Thereafter their chart fortunes fell off a cliff. Their last 5 hits all peaked below the Top 20, 3 of them only notching a single week in the charts. This one managed to hang around for three weeks.
With "Heart" they were hoping for lightning to strike twice with another Adler-Ross number , this time from the baseball-based musical Damn Yankees. In its original context it's sung by four members of the hopeless Washington Senators vowing to do their best in the face of adversity. It's a straightforward song and the Brothers do it completely straight sounding a bit more cheery than on their debut offering and completely unaware that rock and roll or skiffle have happened in the meantime. The Norman Shaw Orchestra back them with a tootling xylophone that brings to mind I Love Lucy and other '50s delights that I just about recall from early '70s TV.
Johnny Johnston however had not been idle while Bill and Elvis stormed the charts and by 1956 had already set up his own company Johnny Johnston Jingles Ltd to capitalise on the arrival of ITV. He was responsible for such classics as "Beanz Meanz Heinz" and "You Can Be Sure Of Shell" and wrote the music for the first colour commercial, advertising Birds Eye Peas, in 1969.
There isn't much easily available information about the group members around. When Johnston passed away in 1998 only The Independent had an obituary and that had no information beyond 1969 . I haven't a clue about the others ; some sources mention that Denny Vaughan was Canadian and died in 1972 but I think they have him confused with a Canadian TV host whose show's lifespan coincided with the Brothers' heyday and so is unlikely to be the same guy.

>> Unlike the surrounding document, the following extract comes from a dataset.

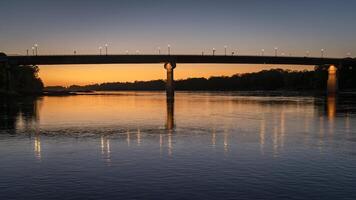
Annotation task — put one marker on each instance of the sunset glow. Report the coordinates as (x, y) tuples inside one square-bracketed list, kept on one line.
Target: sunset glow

I think they released 5 more singles on Decca : "I Like Music You Like Music" ( Sept 1957) ; "Join In And Sing No 4 (1957 )" ;" A Very Precious Love " ( March 1958 ); "Scratch Scratch" with Jean Campbell of the Keynotes ( May 1958 ) and "Love Is All We Need" ( 1959). Of these I've only been able to hear the middle one which is a version of a song from the early Natalie Wood picture Marjorie Morningstar . As sung by Gene Kelly it had an Oscar nomination for Best Song in 1958. The Brothers version is nicely orchestrated with a quiet military beat underpinning the tune and the Brothers' smooth close harmony vocals making it easy on the ear. As the last record was released in 1959 that's as good a guess as any as to when Johnston called time on the group.
The Brothers' music didn't go out of date as such; Sing Something Simple helmed by their ex-Stargazer contemporary Cliff Adams kept their style going, ran on into the new millennium and may have survived longer but for Adams's death in 2001. I remember a nice old guy who used to give me lifts to and from walks in the eighties always tuned in for it at 4.30 on a Sunday afternoon, the last programme on Radio Two before it surrendered its FM frequency to R1 for the Top 40. I believe in the sixties it followed Fluff's Top 20 programme. The Brothers' music lived on but in a parallel universe.